Im April sieht sie aus wie ein Märchenschloss. Ist die Kirschblütenzeit vorbei, kommt auch die marode wirkende Fassade wieder zum Vorschein. Äußerlichkeiten sollten aber nicht darüber hinwegtäuschen, dass im Inneren ein wahres Kraftwerk des Wissens brummt. Befeuert wird es von den Begegnungen der Menschen, die Kölns Zentralbibliothek am Josef-Haubrich-Hof zu einem einzigartigen Ort der Kultur machen. Wer denkt, dass die Bücher im Zeitalter der Digitalisierung ausgedient hätten, darf sich wundern. Zum Beispiel über 7,5 Millionen Mediennutzungen in der Stadtbibliothek, die von 2,3 Millionen Besuchern getätigt werden. Dazu bieten die Mitarbeiter fast eine halbe Million Beratungsgespräche und organisieren 3000 Veranstaltungen im Jahr.
„Wissen hat sich verändert“, erklärt Judith Petzold, die in der Bibliothek für die Kommunikation zuständig ist. Sie verweist auf ein verändertes Bibliotheksverständnis, das dynamisch auf die Zukunft ausgerichtet sei. Hannelore Vogt, die Leiterin der Bibliothek, setzte früh auf neue Technologien, so dass in ihrem Haus als erster Bibliothek in Deutschland ein 3D-Drucker stand. 2015 gewann man die Auszeichnung „Bibliothek des Jahres“, auch weil hier der Spagat zwischen Bildung und Kultur überzeugend funktioniert. Gegründet wurde die Zentralbibliothek 1979, nicht zuletzt aufgrund des energischen Betreibens von Heinrich Böll, dessen Arbeitszimmer man in der 2. Etage hinter einer Glaswand betrachten kann.
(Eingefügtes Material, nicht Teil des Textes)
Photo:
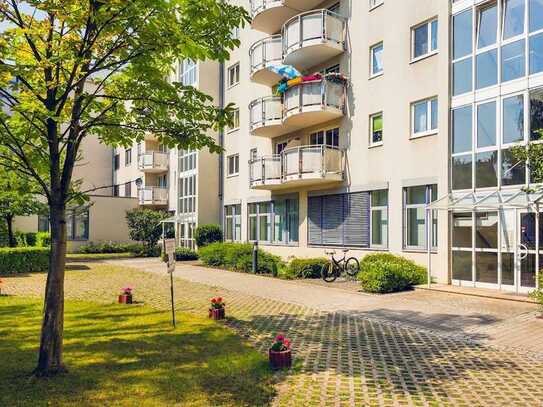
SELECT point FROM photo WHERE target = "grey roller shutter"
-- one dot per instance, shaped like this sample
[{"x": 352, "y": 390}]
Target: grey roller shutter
[
  {"x": 315, "y": 220},
  {"x": 332, "y": 225}
]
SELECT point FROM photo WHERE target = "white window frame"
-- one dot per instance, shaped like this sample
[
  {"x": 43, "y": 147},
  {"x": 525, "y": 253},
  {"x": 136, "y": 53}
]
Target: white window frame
[
  {"x": 233, "y": 75},
  {"x": 235, "y": 158},
  {"x": 372, "y": 50},
  {"x": 376, "y": 143},
  {"x": 431, "y": 51},
  {"x": 429, "y": 111}
]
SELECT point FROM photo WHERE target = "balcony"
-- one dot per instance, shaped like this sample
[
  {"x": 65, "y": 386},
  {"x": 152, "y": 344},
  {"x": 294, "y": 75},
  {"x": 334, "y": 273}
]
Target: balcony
[
  {"x": 153, "y": 196},
  {"x": 317, "y": 165},
  {"x": 153, "y": 162},
  {"x": 311, "y": 38},
  {"x": 266, "y": 117},
  {"x": 269, "y": 15},
  {"x": 312, "y": 103},
  {"x": 263, "y": 54}
]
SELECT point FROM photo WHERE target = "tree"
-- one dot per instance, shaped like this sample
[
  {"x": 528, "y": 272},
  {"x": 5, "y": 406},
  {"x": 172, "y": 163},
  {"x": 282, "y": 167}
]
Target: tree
[
  {"x": 71, "y": 69},
  {"x": 144, "y": 226},
  {"x": 18, "y": 197}
]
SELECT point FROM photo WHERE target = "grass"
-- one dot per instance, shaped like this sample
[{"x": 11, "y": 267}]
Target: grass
[{"x": 129, "y": 355}]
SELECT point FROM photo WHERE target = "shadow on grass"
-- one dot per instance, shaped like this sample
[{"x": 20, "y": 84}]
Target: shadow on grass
[{"x": 119, "y": 355}]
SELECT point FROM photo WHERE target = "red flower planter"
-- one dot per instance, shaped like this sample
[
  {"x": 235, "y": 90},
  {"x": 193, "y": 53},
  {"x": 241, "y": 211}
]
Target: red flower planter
[
  {"x": 280, "y": 360},
  {"x": 125, "y": 299},
  {"x": 216, "y": 313}
]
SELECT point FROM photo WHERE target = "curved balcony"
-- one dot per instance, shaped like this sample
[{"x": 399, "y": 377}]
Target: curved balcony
[
  {"x": 298, "y": 166},
  {"x": 312, "y": 103},
  {"x": 153, "y": 196},
  {"x": 269, "y": 15},
  {"x": 266, "y": 117},
  {"x": 153, "y": 162},
  {"x": 312, "y": 38},
  {"x": 264, "y": 54}
]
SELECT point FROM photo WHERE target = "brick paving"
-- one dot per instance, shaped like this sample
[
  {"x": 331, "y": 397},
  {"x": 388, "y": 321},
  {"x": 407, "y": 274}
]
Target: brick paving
[{"x": 343, "y": 357}]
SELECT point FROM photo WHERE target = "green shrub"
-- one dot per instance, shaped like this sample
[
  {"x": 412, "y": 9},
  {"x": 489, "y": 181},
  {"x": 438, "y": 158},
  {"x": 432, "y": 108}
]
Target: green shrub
[
  {"x": 238, "y": 257},
  {"x": 185, "y": 254},
  {"x": 43, "y": 239},
  {"x": 296, "y": 266},
  {"x": 386, "y": 273},
  {"x": 207, "y": 234},
  {"x": 23, "y": 260}
]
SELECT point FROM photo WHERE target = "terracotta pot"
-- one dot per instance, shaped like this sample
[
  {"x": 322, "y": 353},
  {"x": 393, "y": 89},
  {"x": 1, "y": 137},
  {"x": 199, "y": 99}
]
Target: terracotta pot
[
  {"x": 216, "y": 314},
  {"x": 125, "y": 299},
  {"x": 280, "y": 360}
]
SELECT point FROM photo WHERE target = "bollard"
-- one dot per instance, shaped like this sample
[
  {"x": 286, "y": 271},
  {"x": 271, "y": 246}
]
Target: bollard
[{"x": 255, "y": 257}]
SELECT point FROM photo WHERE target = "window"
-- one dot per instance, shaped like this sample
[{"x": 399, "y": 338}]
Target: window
[
  {"x": 233, "y": 165},
  {"x": 188, "y": 72},
  {"x": 376, "y": 57},
  {"x": 233, "y": 75},
  {"x": 329, "y": 138},
  {"x": 379, "y": 219},
  {"x": 274, "y": 222},
  {"x": 415, "y": 201},
  {"x": 232, "y": 223},
  {"x": 424, "y": 117},
  {"x": 127, "y": 157},
  {"x": 424, "y": 39},
  {"x": 376, "y": 129},
  {"x": 128, "y": 189},
  {"x": 235, "y": 121}
]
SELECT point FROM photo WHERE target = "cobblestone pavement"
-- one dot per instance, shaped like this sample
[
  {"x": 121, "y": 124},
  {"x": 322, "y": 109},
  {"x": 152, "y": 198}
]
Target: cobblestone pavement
[{"x": 342, "y": 358}]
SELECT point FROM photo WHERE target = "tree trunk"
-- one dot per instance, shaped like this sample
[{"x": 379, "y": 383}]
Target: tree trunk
[
  {"x": 50, "y": 360},
  {"x": 11, "y": 236}
]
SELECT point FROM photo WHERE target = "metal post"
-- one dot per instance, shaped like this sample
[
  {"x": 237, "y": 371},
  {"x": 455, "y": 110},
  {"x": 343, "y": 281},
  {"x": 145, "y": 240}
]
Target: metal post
[{"x": 255, "y": 257}]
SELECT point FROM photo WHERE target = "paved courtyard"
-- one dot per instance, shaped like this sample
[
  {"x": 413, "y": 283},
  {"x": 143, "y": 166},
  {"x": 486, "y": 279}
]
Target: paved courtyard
[{"x": 352, "y": 349}]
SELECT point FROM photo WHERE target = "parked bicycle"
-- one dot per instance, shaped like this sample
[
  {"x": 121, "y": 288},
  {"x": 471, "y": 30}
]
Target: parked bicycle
[{"x": 335, "y": 268}]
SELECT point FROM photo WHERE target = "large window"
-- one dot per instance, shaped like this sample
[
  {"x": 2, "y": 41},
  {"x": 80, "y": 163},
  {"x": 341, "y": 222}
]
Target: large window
[
  {"x": 415, "y": 201},
  {"x": 379, "y": 219},
  {"x": 424, "y": 39},
  {"x": 232, "y": 223},
  {"x": 274, "y": 222}
]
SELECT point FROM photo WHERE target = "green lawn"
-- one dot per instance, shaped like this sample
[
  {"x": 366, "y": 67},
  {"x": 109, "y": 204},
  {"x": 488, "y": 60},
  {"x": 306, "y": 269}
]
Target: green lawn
[{"x": 129, "y": 355}]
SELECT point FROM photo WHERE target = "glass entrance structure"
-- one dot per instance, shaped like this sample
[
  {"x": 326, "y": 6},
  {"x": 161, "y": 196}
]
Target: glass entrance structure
[{"x": 495, "y": 238}]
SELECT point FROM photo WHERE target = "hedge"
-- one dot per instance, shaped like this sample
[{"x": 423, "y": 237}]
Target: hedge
[
  {"x": 238, "y": 257},
  {"x": 387, "y": 273},
  {"x": 19, "y": 260}
]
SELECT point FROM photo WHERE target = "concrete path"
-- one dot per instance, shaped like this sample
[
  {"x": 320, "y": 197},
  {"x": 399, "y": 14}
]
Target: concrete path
[{"x": 507, "y": 324}]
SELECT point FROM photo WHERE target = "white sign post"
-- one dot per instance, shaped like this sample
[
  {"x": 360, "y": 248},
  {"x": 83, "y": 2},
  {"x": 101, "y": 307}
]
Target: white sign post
[{"x": 169, "y": 250}]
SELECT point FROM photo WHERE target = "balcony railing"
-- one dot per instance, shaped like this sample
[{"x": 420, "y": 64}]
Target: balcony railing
[
  {"x": 303, "y": 165},
  {"x": 263, "y": 54},
  {"x": 153, "y": 161},
  {"x": 313, "y": 37},
  {"x": 153, "y": 196}
]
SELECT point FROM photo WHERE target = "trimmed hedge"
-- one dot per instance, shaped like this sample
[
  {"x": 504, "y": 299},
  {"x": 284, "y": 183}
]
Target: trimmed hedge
[
  {"x": 19, "y": 260},
  {"x": 185, "y": 254},
  {"x": 238, "y": 257},
  {"x": 387, "y": 273},
  {"x": 294, "y": 269}
]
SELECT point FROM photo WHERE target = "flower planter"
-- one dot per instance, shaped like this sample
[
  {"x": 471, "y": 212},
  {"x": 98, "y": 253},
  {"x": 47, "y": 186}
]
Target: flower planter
[
  {"x": 280, "y": 360},
  {"x": 125, "y": 299},
  {"x": 216, "y": 313}
]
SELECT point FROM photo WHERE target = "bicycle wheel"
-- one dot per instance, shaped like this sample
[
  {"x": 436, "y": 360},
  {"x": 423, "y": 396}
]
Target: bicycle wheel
[
  {"x": 352, "y": 267},
  {"x": 329, "y": 272}
]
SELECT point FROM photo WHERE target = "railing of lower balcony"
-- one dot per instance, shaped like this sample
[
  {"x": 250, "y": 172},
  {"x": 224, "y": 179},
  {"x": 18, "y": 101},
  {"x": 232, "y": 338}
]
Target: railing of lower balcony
[
  {"x": 313, "y": 27},
  {"x": 153, "y": 196},
  {"x": 321, "y": 93},
  {"x": 297, "y": 163},
  {"x": 266, "y": 52},
  {"x": 153, "y": 160}
]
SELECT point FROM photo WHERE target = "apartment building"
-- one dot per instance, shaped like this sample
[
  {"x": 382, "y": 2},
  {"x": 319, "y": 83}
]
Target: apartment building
[{"x": 350, "y": 154}]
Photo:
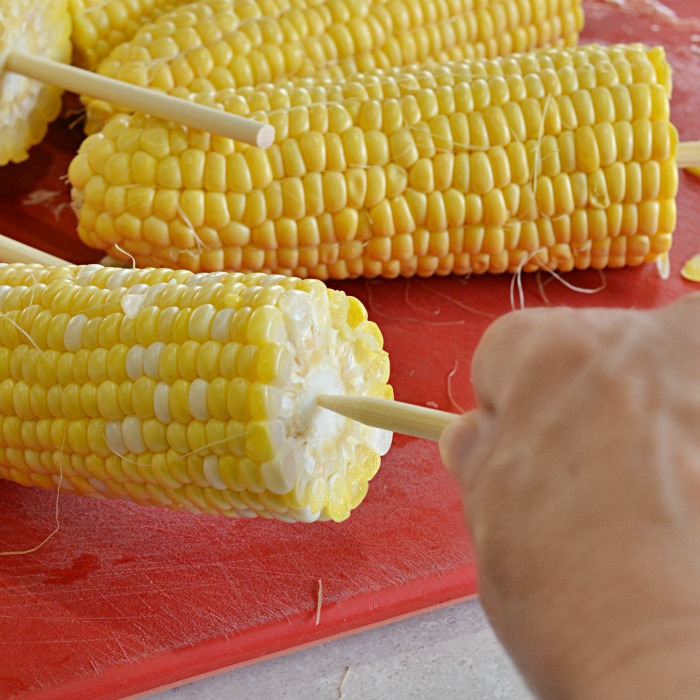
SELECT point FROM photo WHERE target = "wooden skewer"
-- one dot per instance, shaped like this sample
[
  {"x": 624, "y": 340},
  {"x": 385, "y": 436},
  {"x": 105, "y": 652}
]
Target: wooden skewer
[
  {"x": 141, "y": 99},
  {"x": 399, "y": 417}
]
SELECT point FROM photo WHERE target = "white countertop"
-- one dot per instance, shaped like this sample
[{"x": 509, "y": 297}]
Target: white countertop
[{"x": 448, "y": 654}]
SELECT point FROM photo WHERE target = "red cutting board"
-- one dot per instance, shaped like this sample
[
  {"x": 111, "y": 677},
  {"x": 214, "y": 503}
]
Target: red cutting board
[{"x": 123, "y": 600}]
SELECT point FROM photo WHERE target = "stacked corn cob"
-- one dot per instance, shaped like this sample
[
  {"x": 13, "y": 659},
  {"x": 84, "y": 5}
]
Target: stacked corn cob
[
  {"x": 100, "y": 25},
  {"x": 192, "y": 392},
  {"x": 213, "y": 44},
  {"x": 42, "y": 27},
  {"x": 560, "y": 158}
]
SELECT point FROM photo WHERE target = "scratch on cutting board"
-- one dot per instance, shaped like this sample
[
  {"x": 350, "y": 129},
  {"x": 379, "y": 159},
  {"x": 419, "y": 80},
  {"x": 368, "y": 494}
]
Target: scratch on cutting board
[
  {"x": 319, "y": 601},
  {"x": 341, "y": 687}
]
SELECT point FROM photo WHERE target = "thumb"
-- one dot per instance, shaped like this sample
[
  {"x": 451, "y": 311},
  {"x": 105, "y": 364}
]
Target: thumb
[{"x": 460, "y": 443}]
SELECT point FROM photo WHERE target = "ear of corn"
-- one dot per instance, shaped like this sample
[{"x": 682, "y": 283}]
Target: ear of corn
[
  {"x": 40, "y": 27},
  {"x": 192, "y": 392},
  {"x": 100, "y": 25},
  {"x": 560, "y": 159},
  {"x": 225, "y": 44}
]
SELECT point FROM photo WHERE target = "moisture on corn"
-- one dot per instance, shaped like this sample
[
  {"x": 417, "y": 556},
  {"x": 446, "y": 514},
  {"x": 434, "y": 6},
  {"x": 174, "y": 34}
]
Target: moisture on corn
[
  {"x": 100, "y": 25},
  {"x": 218, "y": 44},
  {"x": 559, "y": 158},
  {"x": 193, "y": 392},
  {"x": 42, "y": 28}
]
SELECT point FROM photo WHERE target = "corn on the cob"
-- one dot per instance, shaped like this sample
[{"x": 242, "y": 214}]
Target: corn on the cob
[
  {"x": 41, "y": 27},
  {"x": 100, "y": 25},
  {"x": 560, "y": 158},
  {"x": 222, "y": 43},
  {"x": 192, "y": 392}
]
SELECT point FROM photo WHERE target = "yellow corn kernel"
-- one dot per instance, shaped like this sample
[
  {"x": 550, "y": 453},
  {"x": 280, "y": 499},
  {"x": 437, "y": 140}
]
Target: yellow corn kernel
[{"x": 548, "y": 138}]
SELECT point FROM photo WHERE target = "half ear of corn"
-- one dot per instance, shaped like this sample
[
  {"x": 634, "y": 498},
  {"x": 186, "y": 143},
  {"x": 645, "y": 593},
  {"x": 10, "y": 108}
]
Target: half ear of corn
[
  {"x": 42, "y": 28},
  {"x": 192, "y": 392},
  {"x": 225, "y": 44},
  {"x": 557, "y": 159},
  {"x": 100, "y": 25}
]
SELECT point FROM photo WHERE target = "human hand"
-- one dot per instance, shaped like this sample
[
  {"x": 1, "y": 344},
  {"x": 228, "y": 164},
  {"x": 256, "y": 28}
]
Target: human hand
[{"x": 581, "y": 476}]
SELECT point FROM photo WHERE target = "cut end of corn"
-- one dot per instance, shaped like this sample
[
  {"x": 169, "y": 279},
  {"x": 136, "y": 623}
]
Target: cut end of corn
[
  {"x": 691, "y": 269},
  {"x": 556, "y": 159},
  {"x": 191, "y": 392},
  {"x": 41, "y": 28}
]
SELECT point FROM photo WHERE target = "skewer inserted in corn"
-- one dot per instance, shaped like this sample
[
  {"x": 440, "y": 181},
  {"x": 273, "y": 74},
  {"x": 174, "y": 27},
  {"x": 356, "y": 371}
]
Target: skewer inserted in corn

Der Nobelpreisträger wird sich die Bibliothek so vorgestellt haben, wie sie heute genutzt wird. Nämlich zu einem großen Teil von jungen Menschen, die hier Beratung erhalten, ihr Wissen in Workshops erproben können, und das auch in digitalen Lern- und Experimentierfeldern. Vor allem jedoch wird ihnen ein Ort der Konzentration zur Verfügung gestellt. In einer Welt, die auf Ablenkung hin organisiert ist, kann man hier Kontemplation finden. Schon die Schüler wissen das zu schätzen und verwandeln das Haus zunehmend in einen beliebten Treffpunkt. Eine Tatsache, die von Bedeutung ist, weil die Bibliothek dadurch auch für Migrantenkinder – denen zahlreiche Bildungsangebote offenstehen – zunehmend an Attraktivität gewinnt. Menschen mit Fluchterfahrung wird hingegen in der Reihe „A Million Stories“ ein Forum geboten.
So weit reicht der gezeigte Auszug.